Khaemuast advirtió que se estaba mordiendo con fuerza los labios y que tenía los puños apretados. Desplegó los dedos con un esfuerzo consciente, relajó la mandíbula y se recostó cerrando los ojos. El silencio les envolvió durante un rato. Ninguno de los dos se movía. En el palmar, a su alrededor, no se oía un solo ruido. Por fin Khaemuast se levantó despacio y la miró fijamente, con los brazos en jarras.

—Levántate, Tbubui —ordenó.

Ella lo hizo, sacudiéndose las nalgas, las rodillas y los codos como el niño al que se le ha ordenado no ensuciar una faldilla nueva. Luego se irguió ante él con los ojos bajos.

—Tus palabras han sido fuertes —continuó él—. Pero me confirman en la idea de que tienes buena crianza y sólida moral. Es raro hallar mujeres así. No te amo menos, sino más, por esa actitud tuya, mi querida hermana.

Era la primera vez que la llamaba con un apelativo de amante y Tbubui emitió un leve gemido gutural.

—La ley me permite tomar otra esposa —prosiguió Khaemuast, lleno de audacia, aunque su otro yo, el yo cauto y sobrio que sólo quería volver a la plácida existencia anterior escuchaba horrorizado—. Hasta ahora no he tenido deseos de hacerlo, pero serás mía, Tbubui, no lo dudes. Y si debe ser por medio del casamiento, te lo ofrezco de buen grado. —Le cogió el mentón y la obligó a mirarla. Ella se mantuvo inexpresiva, incluso mohína y con los ojos velados—. Haré preparar un contrato matrimonial entre tú y yo, y vivirás en mi casa, en unas habitaciones que haré construir para ti. ¿Estás de acuerdo?

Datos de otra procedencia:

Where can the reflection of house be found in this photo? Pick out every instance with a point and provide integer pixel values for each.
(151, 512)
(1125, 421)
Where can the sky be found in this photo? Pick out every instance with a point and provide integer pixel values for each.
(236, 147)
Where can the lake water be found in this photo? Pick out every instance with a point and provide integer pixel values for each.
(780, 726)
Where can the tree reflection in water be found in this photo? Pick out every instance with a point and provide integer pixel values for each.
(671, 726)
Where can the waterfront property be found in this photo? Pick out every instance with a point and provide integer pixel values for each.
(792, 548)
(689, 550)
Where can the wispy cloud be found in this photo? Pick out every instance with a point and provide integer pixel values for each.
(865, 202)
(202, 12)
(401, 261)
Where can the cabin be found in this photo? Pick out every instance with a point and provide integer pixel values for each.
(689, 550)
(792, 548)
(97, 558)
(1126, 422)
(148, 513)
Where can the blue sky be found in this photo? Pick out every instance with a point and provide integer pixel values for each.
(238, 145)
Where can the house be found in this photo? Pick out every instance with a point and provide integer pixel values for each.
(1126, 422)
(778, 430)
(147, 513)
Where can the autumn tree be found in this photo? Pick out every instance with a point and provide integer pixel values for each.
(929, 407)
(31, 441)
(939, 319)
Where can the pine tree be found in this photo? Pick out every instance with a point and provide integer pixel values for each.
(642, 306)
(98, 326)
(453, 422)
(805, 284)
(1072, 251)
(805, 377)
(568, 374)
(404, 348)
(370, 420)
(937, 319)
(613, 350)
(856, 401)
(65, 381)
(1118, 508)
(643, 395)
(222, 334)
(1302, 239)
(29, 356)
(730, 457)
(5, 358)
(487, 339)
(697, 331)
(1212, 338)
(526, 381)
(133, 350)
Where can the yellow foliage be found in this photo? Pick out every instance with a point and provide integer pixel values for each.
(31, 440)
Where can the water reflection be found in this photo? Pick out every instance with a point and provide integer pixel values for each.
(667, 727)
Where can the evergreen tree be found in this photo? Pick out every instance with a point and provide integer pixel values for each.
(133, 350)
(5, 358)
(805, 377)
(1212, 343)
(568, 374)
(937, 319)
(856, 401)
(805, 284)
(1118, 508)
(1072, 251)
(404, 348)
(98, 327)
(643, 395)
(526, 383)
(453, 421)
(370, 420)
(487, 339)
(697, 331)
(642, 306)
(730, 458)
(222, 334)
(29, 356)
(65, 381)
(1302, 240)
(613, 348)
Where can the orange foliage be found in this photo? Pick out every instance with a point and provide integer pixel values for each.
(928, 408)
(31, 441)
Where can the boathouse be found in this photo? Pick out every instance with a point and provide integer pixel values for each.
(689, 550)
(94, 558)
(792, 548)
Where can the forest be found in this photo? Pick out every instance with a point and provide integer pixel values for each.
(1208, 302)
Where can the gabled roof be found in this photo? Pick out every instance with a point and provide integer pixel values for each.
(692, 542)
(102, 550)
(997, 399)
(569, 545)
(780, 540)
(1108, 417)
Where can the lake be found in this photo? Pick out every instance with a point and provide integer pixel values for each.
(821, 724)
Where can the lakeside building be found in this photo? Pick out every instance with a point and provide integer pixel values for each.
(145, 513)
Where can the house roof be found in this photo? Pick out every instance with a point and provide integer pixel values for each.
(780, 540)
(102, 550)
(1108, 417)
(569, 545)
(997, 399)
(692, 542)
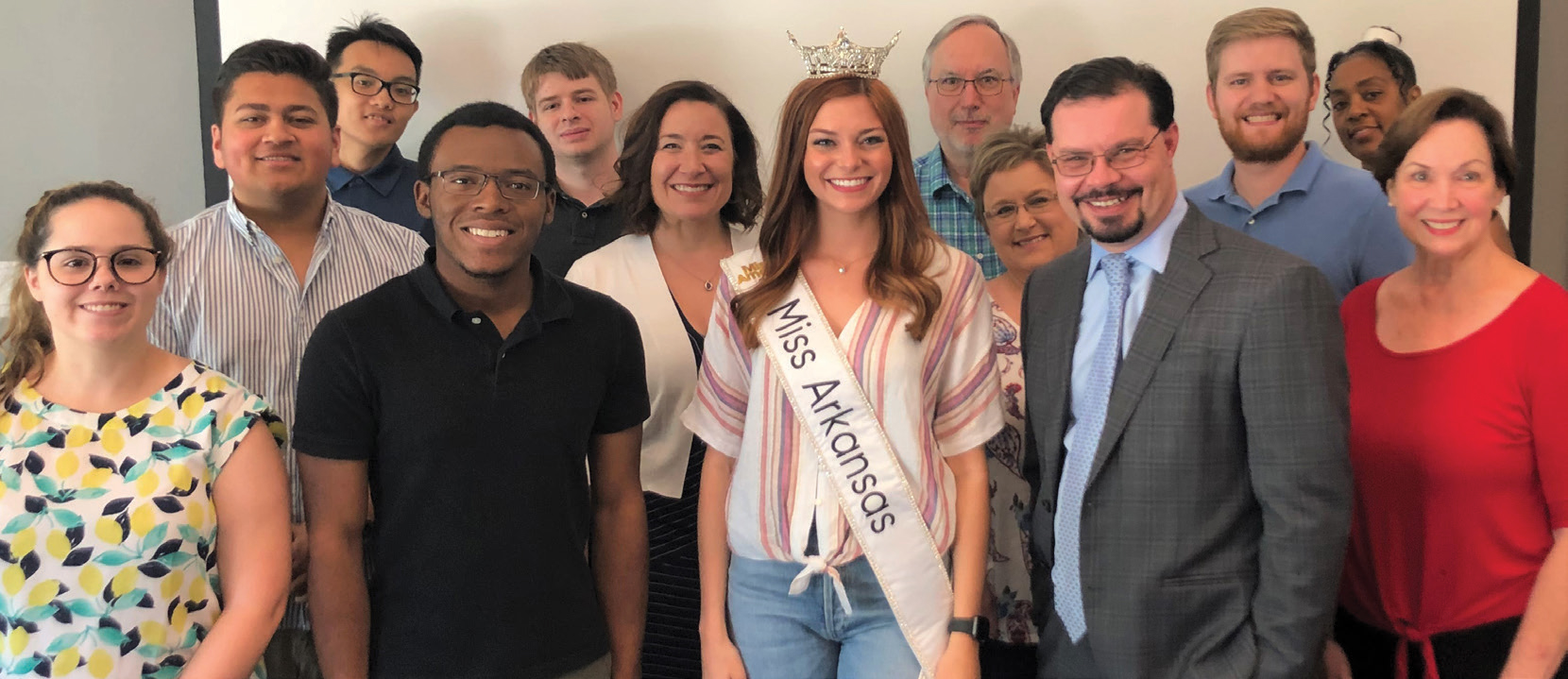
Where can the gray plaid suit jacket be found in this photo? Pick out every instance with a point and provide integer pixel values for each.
(1219, 503)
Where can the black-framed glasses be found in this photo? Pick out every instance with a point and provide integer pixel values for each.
(468, 182)
(952, 85)
(1007, 213)
(367, 85)
(76, 267)
(1076, 163)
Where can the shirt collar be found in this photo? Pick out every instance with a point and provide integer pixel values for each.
(1152, 251)
(249, 230)
(1302, 178)
(551, 299)
(383, 178)
(930, 173)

Las pestañas de Tbubui aletearon como si ella saliera de un trance profundo.

—Querido Khaemuast, querido príncipe —exclamó, suavemente—: te amo, pero no debes pensar que he rehusado entregarme a ti con la esperanza de presionarte para que me desposaras. El matrimonio de un príncipe de la casa real es un asunto serio. Tomémonos algún tiempo para peilsarlo bien.

El la abrazó con ansia.

—Pero ¿lo pensarás?

—¡Oh, sí! —sonrió ella—. Claro que lo pensaré.

De repente, él sintió sólo deseos de estar en su casa, en su diván, de poder reflexionar.

—Ven a visitarnos mañana por la tarde —le rogó—. Dedica algún tiempo a Nubnofret. Ella te tiene ya mucha estima y disfruta con tu compañía. La vida de una princesa tiene muchas ventajas, Tbubui.